Die „Entführer“ haben einen alles entscheidenden Vorteil. Sie nutzen den kurzfristigen Schock und die Angst der Angehörigen, welche die Situation nicht realistisch einschätzen und kritisch hinterfragen können.

Statistisch als Raub eingestuft

Diese Art des Kidnappings ist in Lateinamerika sehr populär, speziell in Ländern mit einer hohen Korruptionsrate bei Behördenvertretern; wie z.B. Mexiko, Guatemala, Kolumbien, Haiti, Brasilien, Argentinien.

Einer Statistik zufolge, wurden allein in Mexiko im Jahr 2013 rund 30.000 Virtual Kidnappings gemeldet. Die Dunkelziffer mag auch hier weit höher liegen, zumal häufig dieses Phänomen statistisch als Raub eingestuft wird und im Bereich Kidnapping nicht auftaucht. Insgesamt wird geschätzt, dass es in 2013 rund 100.000 Entführungen alleine in Mexiko gab; lediglich etwas mehr als 1% der Entführungen wurden den Polizeibehörden gemeldet und sind aktenkundig.

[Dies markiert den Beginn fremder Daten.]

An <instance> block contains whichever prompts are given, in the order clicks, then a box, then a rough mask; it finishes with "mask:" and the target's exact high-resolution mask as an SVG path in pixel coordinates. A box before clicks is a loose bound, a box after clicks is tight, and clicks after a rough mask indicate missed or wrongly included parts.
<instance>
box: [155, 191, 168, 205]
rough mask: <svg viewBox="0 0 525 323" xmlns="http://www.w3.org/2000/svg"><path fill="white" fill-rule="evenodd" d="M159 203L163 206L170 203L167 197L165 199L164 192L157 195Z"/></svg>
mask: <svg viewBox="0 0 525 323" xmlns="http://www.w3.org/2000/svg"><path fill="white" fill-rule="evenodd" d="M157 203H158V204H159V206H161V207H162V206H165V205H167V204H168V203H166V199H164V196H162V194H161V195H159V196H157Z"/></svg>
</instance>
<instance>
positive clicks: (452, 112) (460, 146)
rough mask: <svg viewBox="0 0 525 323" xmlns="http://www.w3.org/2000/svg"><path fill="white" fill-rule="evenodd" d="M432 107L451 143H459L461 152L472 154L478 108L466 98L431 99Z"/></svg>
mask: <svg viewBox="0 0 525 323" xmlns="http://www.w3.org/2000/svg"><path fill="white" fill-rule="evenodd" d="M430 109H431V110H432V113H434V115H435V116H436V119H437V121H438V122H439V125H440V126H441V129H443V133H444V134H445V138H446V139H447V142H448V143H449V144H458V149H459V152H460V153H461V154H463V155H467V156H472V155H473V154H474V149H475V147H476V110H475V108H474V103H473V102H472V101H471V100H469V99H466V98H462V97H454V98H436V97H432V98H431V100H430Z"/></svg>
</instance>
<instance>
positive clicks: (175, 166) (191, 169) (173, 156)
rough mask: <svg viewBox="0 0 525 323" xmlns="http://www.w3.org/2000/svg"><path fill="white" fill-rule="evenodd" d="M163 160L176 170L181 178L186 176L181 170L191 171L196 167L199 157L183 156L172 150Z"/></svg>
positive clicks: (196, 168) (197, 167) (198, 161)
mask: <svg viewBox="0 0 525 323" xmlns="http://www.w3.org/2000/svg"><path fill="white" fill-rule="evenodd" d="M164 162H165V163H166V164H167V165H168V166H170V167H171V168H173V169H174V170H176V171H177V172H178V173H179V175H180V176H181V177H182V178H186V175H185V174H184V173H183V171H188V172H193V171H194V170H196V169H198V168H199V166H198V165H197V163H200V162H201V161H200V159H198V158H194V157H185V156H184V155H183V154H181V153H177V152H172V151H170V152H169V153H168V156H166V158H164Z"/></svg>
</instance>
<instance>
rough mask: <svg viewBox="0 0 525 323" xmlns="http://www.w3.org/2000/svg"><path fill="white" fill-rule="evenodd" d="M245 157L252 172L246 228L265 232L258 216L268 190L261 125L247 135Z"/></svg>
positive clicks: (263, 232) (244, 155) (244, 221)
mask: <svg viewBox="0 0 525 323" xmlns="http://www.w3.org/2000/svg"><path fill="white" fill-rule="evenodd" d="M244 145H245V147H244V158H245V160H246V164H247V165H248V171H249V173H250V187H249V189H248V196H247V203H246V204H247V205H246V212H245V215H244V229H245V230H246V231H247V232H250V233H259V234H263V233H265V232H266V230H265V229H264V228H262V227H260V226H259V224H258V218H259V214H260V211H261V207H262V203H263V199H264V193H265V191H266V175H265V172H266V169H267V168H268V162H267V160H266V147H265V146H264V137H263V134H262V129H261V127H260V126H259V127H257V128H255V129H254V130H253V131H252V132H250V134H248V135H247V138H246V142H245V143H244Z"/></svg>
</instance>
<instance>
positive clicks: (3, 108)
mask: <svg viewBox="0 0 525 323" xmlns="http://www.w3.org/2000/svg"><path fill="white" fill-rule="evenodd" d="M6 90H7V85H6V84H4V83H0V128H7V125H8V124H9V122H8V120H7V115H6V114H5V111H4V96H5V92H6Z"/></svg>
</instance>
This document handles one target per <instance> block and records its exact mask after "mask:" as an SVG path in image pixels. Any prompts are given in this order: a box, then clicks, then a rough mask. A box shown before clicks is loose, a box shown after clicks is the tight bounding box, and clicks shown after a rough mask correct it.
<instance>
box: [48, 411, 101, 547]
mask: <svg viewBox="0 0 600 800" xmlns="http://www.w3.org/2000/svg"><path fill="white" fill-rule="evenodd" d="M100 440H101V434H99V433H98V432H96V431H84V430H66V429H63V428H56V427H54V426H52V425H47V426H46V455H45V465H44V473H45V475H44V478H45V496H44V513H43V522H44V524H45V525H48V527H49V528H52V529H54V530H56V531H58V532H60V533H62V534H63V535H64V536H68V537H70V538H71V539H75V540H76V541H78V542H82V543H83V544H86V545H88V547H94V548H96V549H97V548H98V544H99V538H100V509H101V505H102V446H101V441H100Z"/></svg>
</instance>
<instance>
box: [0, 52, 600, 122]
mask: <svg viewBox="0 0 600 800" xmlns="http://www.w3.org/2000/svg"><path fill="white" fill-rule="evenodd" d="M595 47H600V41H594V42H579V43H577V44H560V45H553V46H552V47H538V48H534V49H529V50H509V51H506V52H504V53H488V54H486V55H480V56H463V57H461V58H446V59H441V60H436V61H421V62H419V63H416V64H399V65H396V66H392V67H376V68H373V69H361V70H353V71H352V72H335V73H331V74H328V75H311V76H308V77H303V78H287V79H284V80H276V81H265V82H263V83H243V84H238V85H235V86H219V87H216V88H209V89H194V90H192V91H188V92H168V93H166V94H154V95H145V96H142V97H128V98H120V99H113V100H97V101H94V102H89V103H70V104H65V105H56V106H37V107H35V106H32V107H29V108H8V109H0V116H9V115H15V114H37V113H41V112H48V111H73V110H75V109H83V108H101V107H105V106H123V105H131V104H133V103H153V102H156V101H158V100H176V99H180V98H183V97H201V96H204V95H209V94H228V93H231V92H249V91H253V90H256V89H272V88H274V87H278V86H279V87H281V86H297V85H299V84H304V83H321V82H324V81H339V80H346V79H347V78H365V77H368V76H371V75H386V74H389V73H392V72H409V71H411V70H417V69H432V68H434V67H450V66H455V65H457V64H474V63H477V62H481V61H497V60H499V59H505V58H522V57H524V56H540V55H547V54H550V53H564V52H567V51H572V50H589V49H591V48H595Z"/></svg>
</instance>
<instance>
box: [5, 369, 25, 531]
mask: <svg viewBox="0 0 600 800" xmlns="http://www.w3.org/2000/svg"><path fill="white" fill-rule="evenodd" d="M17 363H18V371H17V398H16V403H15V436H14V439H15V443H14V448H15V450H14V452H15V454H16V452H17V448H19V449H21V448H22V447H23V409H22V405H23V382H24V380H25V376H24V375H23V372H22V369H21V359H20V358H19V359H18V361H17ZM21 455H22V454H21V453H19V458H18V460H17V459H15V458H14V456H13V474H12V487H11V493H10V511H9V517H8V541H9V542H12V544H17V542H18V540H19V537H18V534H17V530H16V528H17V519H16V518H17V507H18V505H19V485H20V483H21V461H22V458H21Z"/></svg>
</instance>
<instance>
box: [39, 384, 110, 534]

Nicht nur dass diese kriminelle Handlungen eher in der Statistik des Raubes zu finden sind, hinzu kommt auch häufig die Angst der Betroffenen vor der Rache der Entführer und/oder die peinliche Schmach, einem Bluff aufgesessen zu sein.

Anrufe von jedem erdenklichen Ort

Aufgrund der Tatsache, dass solche Handlungen bzw. Anrufe von jedem erdenklichen Ort aus durchgeführt werden können, wird dieses Phänomen sogar aus Gefängnissen heraus betrieben. Zum „Geldeinsammeln“ fungieren außenstehende Kontaktpersonen. Um dieser Entwicklung Herr zu werden, sind Mobiltelefone aus vielen Gefängnissen Lateinamerikas verbannt bzw. Störsender und -signale installiert worden, die das Telefonieren mit dem Mobiltelefon unmöglich machen sollen. Öffentliche Telefonapparate in Gefängnissen werden systematisch überwacht.